Hastings Observer Column - 21 June

Since my very first day as your MP I have said I will do everything I can to support our fleets.

Our fishermen are now getting more quota than 2010, but there needs to be an even bigger increase.

This is why I have been meeting with my senior colleagues in Government like Environment and Rural Affairs Secretary Michael Gove to make the case for our fleets.

The result is that I was able to convince him to that designating Hastings as a “Marine Conservation Zone” would be a huge benefit to our fishermen.

The new designation will protect endangered marine life from harmful fishing methods. As Hastings fishermen are already sustainable, they have nothing to worry about.

As your MP I will always represent your interests and take them right to the very top of Government, so Hastings & Rye gets the best possible deal.

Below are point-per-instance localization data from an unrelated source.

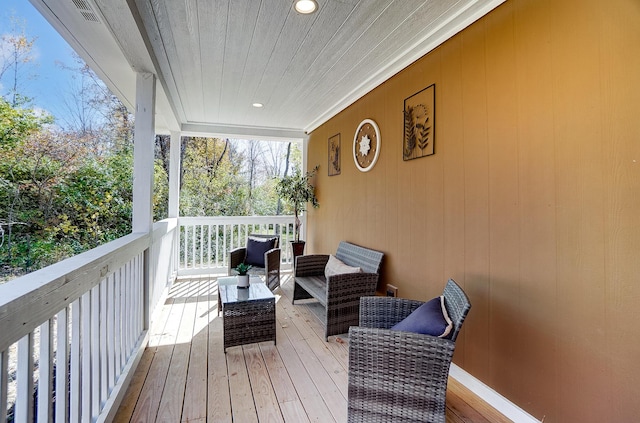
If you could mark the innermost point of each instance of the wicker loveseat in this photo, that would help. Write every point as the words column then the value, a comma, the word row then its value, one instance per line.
column 271, row 268
column 397, row 376
column 339, row 294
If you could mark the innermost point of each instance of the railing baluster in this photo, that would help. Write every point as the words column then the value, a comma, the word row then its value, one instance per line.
column 45, row 372
column 117, row 305
column 95, row 351
column 4, row 376
column 24, row 377
column 75, row 363
column 104, row 352
column 85, row 339
column 62, row 365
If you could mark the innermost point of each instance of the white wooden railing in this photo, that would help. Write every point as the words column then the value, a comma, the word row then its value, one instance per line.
column 205, row 242
column 72, row 332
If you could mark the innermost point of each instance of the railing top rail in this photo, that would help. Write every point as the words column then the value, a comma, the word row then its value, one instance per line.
column 46, row 291
column 212, row 220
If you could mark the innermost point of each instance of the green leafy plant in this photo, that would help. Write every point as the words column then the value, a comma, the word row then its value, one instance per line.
column 243, row 268
column 297, row 190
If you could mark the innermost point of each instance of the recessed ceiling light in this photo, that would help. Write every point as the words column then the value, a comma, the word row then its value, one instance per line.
column 306, row 6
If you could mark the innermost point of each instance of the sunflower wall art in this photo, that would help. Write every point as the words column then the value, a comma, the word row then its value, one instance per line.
column 419, row 124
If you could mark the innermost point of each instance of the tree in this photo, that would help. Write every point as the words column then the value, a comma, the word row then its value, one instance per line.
column 211, row 181
column 297, row 190
column 15, row 55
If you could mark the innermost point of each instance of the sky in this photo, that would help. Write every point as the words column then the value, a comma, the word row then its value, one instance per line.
column 47, row 83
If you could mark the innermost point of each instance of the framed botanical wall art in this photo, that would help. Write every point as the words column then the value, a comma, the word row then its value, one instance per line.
column 419, row 124
column 334, row 155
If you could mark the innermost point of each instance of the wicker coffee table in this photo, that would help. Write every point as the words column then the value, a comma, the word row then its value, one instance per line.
column 248, row 314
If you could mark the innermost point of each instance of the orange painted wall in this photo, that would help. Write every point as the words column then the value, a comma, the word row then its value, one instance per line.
column 531, row 202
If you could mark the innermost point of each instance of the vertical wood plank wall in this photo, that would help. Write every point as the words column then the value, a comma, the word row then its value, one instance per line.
column 531, row 201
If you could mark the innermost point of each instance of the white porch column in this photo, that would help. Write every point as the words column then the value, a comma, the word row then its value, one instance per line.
column 174, row 174
column 143, row 152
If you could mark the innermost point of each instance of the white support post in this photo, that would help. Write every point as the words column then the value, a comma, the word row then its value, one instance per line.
column 305, row 167
column 174, row 173
column 143, row 154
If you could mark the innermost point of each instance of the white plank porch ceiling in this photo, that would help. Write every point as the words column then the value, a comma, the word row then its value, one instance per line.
column 214, row 58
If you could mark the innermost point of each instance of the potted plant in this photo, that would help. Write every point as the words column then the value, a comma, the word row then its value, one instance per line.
column 297, row 190
column 243, row 277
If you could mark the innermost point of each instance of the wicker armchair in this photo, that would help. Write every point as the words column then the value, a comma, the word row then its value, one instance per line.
column 399, row 376
column 271, row 270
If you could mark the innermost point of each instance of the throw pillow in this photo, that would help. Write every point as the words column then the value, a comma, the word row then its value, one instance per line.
column 431, row 318
column 336, row 267
column 256, row 248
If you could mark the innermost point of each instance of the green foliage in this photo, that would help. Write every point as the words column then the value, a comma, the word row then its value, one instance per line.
column 18, row 123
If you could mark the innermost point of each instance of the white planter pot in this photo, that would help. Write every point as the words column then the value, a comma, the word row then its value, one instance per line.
column 243, row 281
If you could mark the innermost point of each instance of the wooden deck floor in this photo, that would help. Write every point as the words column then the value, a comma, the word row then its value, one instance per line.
column 184, row 375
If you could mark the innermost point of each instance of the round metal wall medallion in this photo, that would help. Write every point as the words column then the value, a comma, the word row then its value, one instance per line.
column 366, row 145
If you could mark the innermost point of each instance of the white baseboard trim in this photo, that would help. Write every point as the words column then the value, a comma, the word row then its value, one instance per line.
column 491, row 397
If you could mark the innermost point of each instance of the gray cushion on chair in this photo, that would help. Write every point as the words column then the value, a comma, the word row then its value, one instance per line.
column 431, row 318
column 256, row 248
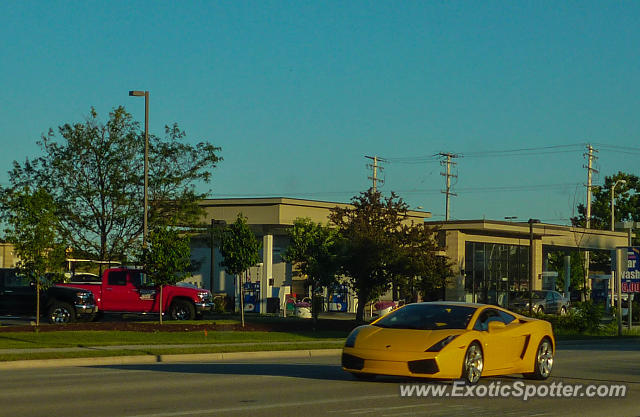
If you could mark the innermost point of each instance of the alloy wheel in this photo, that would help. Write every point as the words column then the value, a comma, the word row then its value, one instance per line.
column 544, row 358
column 473, row 364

And when it comes to our fishing fleets, I know how important they are. The identity of our towns is tied to our historic high streets, unique culture, and of course our iconic fishing fleets. With both Hastings and Rye being Cinque Ports, they are some of the oldest settlements along our coastline and were set up to establish trading and defensive outposts.

So it is no surprise that our fishing fleets have been such a big part of our communities through generations. Hastings is unique with its famous fishing huts and the largest beach launched fleet in Europe – even with a shorter than average beach, the Hastings fishing community have found a way to succeed.

Hastings fishermen were also the first in the country to enjoy being certified as sustainable by the Marine Stewardship Council – an indication of their commitment to sustainability.

It is also vital that our fleet, which is made up of small boats, can manage its own quota. As it stands, it is unfair that the small boats, which make up 80% of fleets in the UK only have access to 2 per cent of the national quota. I have been holding more meetings in Westminster with my colleagues to get a better deal for our fleets and give them the ability to manage their own quota. It is not an overnight process, but I am glad that good progress has been made towards getting a fairer deal for our fishermen.

I recently had the pleasure to attend local photographer John Cole’s exhibition on “Fishing for Generations” which captured the importance of families within the fishing community. Many of the fishermen are teams of father and son, all of whom need the support of their mothers to fish each day. I look forward to catching up with our fishing fleet over the summer months.